Lazarus Group laundered $200M from 25 crypto hacks to fiat

How Lazarus Launders Crypto

  • Several comments debate how $200M in stolen crypto can be turned into usable cash despite traceability.
  • Suggested techniques:
    • Mixers and privacy coins (Monero, Zerocoin), then gradual off‑ramping via exchanges, multiple accounts, and small tranches.
    • Using shady casinos in weakly regulated countries to convert to “gambling winnings” for a fee.
    • Launching new tokens, creating liquidity pools, pumping with dirty funds, and exiting with “legitimate” speculative gains.
  • Skeptics argue modern chain analysis can flag simple schemes, but others note prosecutions tend to hit only low‑OPSEC actors.

KYC/AML, Blacklists, and Banking vs Crypto

  • Some say KYC/AML has tightened (sanctions on mixers, more chain analysis, more checks in traditional finance), making older laundering routes less viable.
  • Others argue:
    • Crypto services still often operate on “assumed clean unless blacklisted,” which is easy to exploit.
    • Traditional banks launder vastly larger sums and pay periodic fines; the system remains opaque and complicit.
  • Disagreement over blacklist vs whitelist:
    • One view: finance mostly blacklists suspicious actors after the fact.
    • Another: in practice, there is a “soft whitelist” requiring repeated source‑of‑funds proofs.

Critiques of KYC and Money-Laundering Laws

  • Some see KYC as a tool enabling extra‑legal discrimination and de‑banking without due process.
  • Others respond that KYC is a necessary tradeoff to curb crime, terrorism financing, and sanctions evasion.
  • One long critique claims money-laundering statutes mostly:
    • Fail against sophisticated criminals using fronts.
    • Hit innocent or naive users via over‑broad rules and false positives.

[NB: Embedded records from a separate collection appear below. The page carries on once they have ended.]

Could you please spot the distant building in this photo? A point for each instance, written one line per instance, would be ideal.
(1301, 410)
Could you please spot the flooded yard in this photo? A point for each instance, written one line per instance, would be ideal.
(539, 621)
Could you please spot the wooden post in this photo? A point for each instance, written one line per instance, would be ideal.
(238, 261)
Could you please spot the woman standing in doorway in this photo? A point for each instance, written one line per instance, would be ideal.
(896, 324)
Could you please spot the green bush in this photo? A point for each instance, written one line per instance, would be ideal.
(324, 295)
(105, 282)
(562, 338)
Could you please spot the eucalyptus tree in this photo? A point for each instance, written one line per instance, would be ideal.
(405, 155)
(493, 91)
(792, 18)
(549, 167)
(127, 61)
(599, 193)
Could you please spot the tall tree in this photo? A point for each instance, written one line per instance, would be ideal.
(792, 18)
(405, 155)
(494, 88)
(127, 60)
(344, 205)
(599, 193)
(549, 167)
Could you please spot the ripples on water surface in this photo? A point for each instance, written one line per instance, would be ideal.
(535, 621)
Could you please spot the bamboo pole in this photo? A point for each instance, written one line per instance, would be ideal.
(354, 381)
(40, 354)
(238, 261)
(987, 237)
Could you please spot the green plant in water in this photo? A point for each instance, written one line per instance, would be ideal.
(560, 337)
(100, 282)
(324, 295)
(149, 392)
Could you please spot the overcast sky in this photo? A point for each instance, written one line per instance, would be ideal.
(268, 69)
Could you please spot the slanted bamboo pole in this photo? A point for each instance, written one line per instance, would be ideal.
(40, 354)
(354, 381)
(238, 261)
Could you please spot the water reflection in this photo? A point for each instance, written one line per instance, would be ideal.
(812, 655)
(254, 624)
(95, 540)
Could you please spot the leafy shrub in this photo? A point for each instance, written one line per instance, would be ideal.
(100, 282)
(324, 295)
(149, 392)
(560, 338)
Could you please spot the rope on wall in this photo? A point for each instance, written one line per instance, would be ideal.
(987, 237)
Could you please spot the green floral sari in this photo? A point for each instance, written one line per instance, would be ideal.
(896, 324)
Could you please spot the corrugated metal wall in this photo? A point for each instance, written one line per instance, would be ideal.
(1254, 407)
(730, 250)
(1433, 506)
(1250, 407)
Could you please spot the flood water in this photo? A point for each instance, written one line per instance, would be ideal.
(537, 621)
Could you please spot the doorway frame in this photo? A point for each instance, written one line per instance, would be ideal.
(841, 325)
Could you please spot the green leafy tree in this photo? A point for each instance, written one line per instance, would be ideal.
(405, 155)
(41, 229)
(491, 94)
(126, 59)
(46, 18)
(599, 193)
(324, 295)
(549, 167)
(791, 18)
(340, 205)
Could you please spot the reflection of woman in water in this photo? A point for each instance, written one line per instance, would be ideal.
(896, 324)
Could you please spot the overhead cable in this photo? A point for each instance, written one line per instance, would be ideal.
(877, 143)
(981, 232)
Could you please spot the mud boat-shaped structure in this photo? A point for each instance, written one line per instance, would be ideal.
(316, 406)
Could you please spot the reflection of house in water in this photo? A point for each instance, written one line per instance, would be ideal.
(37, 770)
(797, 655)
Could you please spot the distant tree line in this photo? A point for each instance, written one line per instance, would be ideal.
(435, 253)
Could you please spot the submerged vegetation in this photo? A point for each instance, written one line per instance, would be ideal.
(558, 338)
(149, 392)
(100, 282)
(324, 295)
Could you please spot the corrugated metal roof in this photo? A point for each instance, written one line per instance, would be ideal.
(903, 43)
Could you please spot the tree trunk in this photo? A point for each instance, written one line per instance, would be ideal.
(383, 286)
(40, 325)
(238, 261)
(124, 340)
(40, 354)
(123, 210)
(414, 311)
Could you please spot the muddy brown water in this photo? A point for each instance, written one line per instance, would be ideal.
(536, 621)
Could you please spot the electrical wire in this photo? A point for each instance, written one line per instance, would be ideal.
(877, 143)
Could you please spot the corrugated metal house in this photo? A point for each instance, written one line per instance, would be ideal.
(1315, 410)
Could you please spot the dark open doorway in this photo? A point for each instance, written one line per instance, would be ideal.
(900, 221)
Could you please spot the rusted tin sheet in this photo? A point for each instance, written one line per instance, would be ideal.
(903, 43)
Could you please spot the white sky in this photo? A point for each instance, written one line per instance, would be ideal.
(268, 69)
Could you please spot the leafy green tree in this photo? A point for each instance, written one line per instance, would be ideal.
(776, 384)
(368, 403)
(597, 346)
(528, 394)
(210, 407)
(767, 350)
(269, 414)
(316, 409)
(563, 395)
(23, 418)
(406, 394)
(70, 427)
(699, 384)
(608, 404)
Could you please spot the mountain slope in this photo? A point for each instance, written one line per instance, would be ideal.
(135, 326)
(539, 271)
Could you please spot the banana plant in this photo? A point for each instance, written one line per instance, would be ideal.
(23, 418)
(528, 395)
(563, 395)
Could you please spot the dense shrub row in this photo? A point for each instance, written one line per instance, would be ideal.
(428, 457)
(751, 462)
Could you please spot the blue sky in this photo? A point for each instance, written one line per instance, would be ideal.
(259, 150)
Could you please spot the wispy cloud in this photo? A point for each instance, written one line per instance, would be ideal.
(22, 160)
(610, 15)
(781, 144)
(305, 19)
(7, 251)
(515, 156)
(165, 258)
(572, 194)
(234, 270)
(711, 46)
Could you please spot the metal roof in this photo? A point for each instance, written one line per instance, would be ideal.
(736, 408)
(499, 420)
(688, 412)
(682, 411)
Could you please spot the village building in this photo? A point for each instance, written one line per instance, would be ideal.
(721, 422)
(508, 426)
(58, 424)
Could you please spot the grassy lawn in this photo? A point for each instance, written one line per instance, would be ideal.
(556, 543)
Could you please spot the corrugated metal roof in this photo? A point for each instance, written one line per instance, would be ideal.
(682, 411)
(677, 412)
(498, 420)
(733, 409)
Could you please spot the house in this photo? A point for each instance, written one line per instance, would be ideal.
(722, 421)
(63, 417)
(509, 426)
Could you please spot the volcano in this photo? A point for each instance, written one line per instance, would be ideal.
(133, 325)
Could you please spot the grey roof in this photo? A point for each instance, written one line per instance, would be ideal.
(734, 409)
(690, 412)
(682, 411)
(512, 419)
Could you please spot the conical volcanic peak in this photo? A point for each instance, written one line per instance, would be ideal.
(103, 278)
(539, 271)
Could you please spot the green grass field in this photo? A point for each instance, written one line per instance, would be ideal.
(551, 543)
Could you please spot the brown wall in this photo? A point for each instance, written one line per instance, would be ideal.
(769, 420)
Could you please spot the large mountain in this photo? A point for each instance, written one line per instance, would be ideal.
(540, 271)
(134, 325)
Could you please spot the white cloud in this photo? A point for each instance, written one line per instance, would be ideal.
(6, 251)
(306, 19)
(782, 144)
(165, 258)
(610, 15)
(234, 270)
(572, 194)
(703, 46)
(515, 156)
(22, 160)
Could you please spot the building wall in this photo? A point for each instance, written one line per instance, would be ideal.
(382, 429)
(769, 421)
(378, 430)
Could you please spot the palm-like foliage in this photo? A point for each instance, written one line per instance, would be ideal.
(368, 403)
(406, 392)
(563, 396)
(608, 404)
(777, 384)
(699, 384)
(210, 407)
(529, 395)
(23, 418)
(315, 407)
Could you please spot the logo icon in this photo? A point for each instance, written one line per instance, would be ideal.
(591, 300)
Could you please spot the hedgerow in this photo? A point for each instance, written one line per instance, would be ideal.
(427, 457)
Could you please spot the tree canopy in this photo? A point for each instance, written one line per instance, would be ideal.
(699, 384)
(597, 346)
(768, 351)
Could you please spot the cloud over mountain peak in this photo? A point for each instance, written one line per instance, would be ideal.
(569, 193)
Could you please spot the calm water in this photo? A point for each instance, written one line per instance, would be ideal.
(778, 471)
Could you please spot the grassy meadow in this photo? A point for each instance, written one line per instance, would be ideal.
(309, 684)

North Korea, Sanctions, and the Internet

  • Multiple comments note the main policy concern is not the $200M itself but funding a sanctioned regime with nuclear ambitions.
  • Debate over whether the US could or should cut North Korea off the internet:
    • Technically hard due to land links via China/Russia and potential wireless/satellite workarounds.
    • Politically risky (escalation with China/Russia; precedent of weaponizing connectivity).
    • Some argue intelligence value in leaving NK online outweighs disruption benefits.

Other Threads

  • Discussion of:
    • Why Lazarus apparently did not use Monero (reasons unclear; some blame ecosystem isolation).
    • Metamask compromise via remote access and extension replacement.
    • Broader complaints about global corruption, real‑estate laundering, and geopolitical blowback from US interventions.